The issue involved is whether the appellant-manufacturer of Lead and Zinc Concentrates which are dutiable whether they are entitled to refund of unutilized Cenvat credit of i) education cess ii) Secondary and Higher Education Cess, lying unutilized (credit balance) as on 30th June 2017.

I find that the Division Bench of this Tribunal in the case of Bharat Heavy Electricals Ltd (supra) under similar facts and circumstances have held as follows:

“4. We have carefully gone through the rival arguments. There is no dispute that on 01/07/2017, the cesses Appellants could not carry over the same under the GST regime. Thus the appellants were in a position where they could not utilize the same. We agree with learned Counsel of the appellant that the credits earned were a vested right in terms of the Hon’ble Apex Court judgement in Eicher Motors case and will not extinguish with the change of law unless there was a specific provision which would debar such refund. It is also not rebutted by the revenue that the appellants had earned these credits and could not utilize the same due to substantial physical or deemed exports where no Central Excise duty was payable and under the existing provisions, had the appellants chosen to do so they could have availed refunds\rebates under the existing provisions, had the appellants chosen to do so they could have availed refunds/rebates under the existing provisions. There is no provision in the newly enacted law that such credits would lapse. Thus merely by change of legislation suddenly the appellants could not be in a position to lose this valuable right. Thus we find that the ratio of Apex courts judgment is applicable as decided in cases where the assessee could not utilize the credit due to closure of factory or shifting of factory to a non dutiable area where it became impossibly to use these credits. Accordingly the ratio or such cases would be squarely applicable to the appellant’s case. Following the Judgment of Hon’ble Karnataka High Court in the case of 2006 (201) E.L.T. 559 (Kar) in the case of Slovak India Trading Co. Pvt Ltd. and similar other judgements/decisions cited supra, we hold that the assesee is eligible for the cash refund of the cessess lying as cenvat credit balance as on 30/06/2017 in their accounts. The decision of the larger bench in the case of Steel Strips cited by the learned Department Representative could not b applicable in view of the contradictory decisions of High Courts on the same issue”.

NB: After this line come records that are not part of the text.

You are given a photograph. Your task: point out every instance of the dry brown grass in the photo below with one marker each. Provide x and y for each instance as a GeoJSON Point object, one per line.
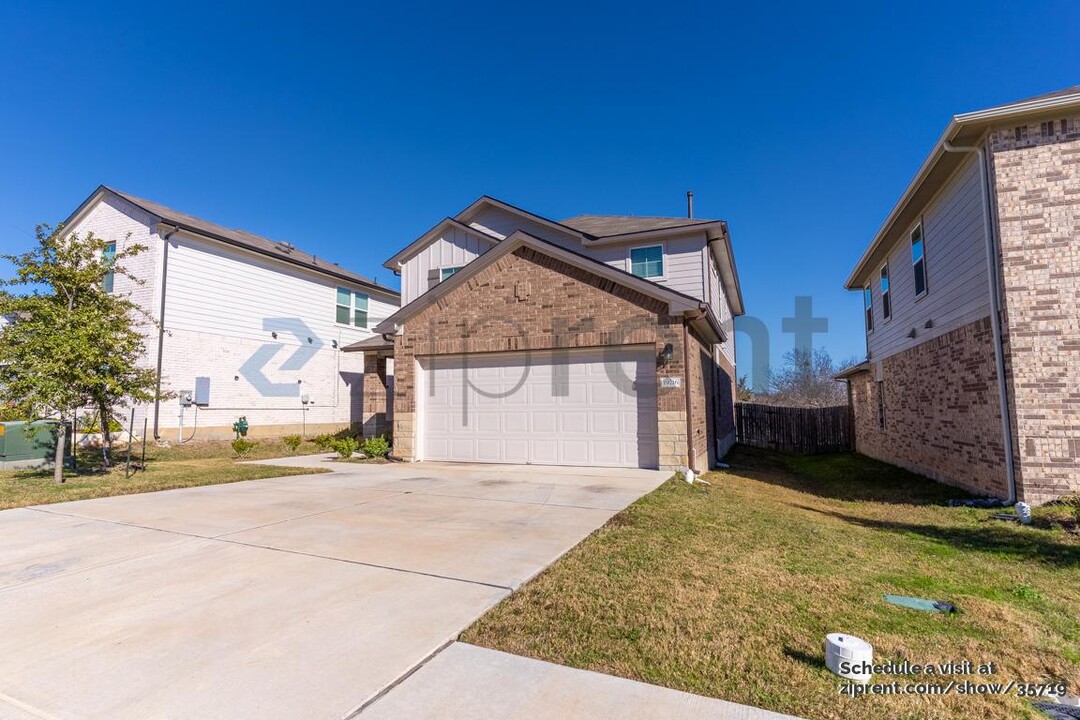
{"type": "Point", "coordinates": [728, 591]}
{"type": "Point", "coordinates": [189, 465]}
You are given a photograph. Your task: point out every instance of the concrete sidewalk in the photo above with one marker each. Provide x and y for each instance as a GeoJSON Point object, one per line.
{"type": "Point", "coordinates": [467, 682]}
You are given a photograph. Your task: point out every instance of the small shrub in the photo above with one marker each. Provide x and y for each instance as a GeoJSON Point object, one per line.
{"type": "Point", "coordinates": [346, 447]}
{"type": "Point", "coordinates": [324, 442]}
{"type": "Point", "coordinates": [375, 447]}
{"type": "Point", "coordinates": [242, 446]}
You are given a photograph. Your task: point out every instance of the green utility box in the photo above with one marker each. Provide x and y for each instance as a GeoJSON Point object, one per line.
{"type": "Point", "coordinates": [30, 444]}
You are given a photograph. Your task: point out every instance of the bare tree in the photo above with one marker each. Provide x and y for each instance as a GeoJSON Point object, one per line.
{"type": "Point", "coordinates": [807, 380]}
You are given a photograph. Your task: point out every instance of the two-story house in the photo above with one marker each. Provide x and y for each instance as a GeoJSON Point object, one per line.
{"type": "Point", "coordinates": [595, 340]}
{"type": "Point", "coordinates": [239, 325]}
{"type": "Point", "coordinates": [971, 294]}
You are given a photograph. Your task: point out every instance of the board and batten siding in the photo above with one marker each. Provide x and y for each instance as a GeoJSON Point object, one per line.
{"type": "Point", "coordinates": [958, 293]}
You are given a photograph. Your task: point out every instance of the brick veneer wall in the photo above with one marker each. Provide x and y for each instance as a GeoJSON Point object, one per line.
{"type": "Point", "coordinates": [375, 401]}
{"type": "Point", "coordinates": [942, 413]}
{"type": "Point", "coordinates": [1037, 194]}
{"type": "Point", "coordinates": [528, 300]}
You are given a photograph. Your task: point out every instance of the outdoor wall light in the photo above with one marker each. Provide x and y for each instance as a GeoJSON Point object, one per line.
{"type": "Point", "coordinates": [666, 355]}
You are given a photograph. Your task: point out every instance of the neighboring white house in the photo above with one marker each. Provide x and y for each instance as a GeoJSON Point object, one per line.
{"type": "Point", "coordinates": [250, 326]}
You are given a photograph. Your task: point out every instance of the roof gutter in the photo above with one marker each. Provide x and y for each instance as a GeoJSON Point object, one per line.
{"type": "Point", "coordinates": [161, 330]}
{"type": "Point", "coordinates": [991, 271]}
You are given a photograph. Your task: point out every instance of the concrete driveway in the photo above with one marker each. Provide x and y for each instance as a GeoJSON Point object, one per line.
{"type": "Point", "coordinates": [297, 597]}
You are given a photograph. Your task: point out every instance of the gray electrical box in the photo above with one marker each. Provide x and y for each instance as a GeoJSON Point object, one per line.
{"type": "Point", "coordinates": [202, 392]}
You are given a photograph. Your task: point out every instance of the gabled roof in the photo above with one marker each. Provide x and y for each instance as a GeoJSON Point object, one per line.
{"type": "Point", "coordinates": [677, 302]}
{"type": "Point", "coordinates": [422, 241]}
{"type": "Point", "coordinates": [603, 226]}
{"type": "Point", "coordinates": [487, 201]}
{"type": "Point", "coordinates": [242, 239]}
{"type": "Point", "coordinates": [967, 128]}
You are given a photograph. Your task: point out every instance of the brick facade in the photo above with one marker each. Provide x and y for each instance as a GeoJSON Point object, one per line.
{"type": "Point", "coordinates": [941, 410]}
{"type": "Point", "coordinates": [528, 300]}
{"type": "Point", "coordinates": [374, 418]}
{"type": "Point", "coordinates": [1036, 173]}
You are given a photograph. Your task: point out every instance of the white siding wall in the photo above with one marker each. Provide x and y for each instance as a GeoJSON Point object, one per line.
{"type": "Point", "coordinates": [682, 254]}
{"type": "Point", "coordinates": [719, 302]}
{"type": "Point", "coordinates": [956, 271]}
{"type": "Point", "coordinates": [221, 307]}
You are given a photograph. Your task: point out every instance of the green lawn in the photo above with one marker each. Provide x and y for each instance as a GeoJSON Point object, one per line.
{"type": "Point", "coordinates": [729, 589]}
{"type": "Point", "coordinates": [180, 466]}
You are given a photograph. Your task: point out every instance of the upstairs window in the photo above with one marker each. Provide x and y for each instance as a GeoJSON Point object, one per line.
{"type": "Point", "coordinates": [351, 308]}
{"type": "Point", "coordinates": [868, 306]}
{"type": "Point", "coordinates": [647, 261]}
{"type": "Point", "coordinates": [886, 298]}
{"type": "Point", "coordinates": [918, 261]}
{"type": "Point", "coordinates": [109, 256]}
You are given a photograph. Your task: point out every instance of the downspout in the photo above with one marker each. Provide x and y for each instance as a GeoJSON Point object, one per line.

Following the Ruling of Division Bench of this Tribunal in Bharat Heavy Electricals Ltd. wherein under similar facts and circumstances, the appeal was allowed in favour of assessee, accordingly, I allow these Appeals and set aside the impugned orders. The Appellant shall be entitled to consequential benefits in accordance with law.

FULL TEXT OF THE CESTAT DELHI ORDER

The issue involved is whether the appellant-manufacturer of Lead and Zinc Concentrates which are dutiable whether they are entitled to refund of unutilized Cenvat credit of i) education cess ii) Secondary and Higher Education Cess, lying unutilized (credit balance) as on 30th June 2017.

2. The Appellant is engaged inter alia in the manufacture of Lead and Zinc Concentrates falling under Chapter 26 of the First Schedule to the Central Excise Tariff Act, 1985, and also availing Cenvat credit on various inputs, capital goods and input service in terms of the provisions of the Cenvat Credit Rules, 2004 (Credit Rules).

3. The Appellant was regularly filing Central Excise ER-1 returns, and as on 30.06.2017, the Appellant was having balance of eligible Cenvat credit of Rs. 13,18,02,879/- (in respect of Central Excise Registration No. AAACH7354KEM070) and Rs. 3,65,83,241/- (in respect of Central Excise Registration No. AAACH7354KXM003) in its ER-1 returns for June 2017.

4. Out of the aforesaid amounts, Appellant had transitioned the amount of Rs. 13,05,81,973/- and Rs. 3,49,84,516/- respectively, to GST regime by filing Form GST-TRAN-1 (TRAN-1) in terms of Section 140(1) of the Central Goods and Services Tax Act, 2017(CGST Act), representing the Cenvat credit of Central Excise duty and Service tax paid on inputs, input services and capital goods. As regards the balance amount of Rs. 12,20,906/- and Rs. 15,85,225/-respectively, representing the Cenvat credit of Education Cess and Secondary and Higher Education Cess (collectively, Cess amounts), Appellant had not transitioned the same in GST in view of Guidance Note dated 14.03.2018 issued by Board and amendment made to Section 140 vide Central Goods and Services Tax (Amendment) Act, 2018 (CGST Amendment Act) retrospectively w.e.f. 01.07.2017.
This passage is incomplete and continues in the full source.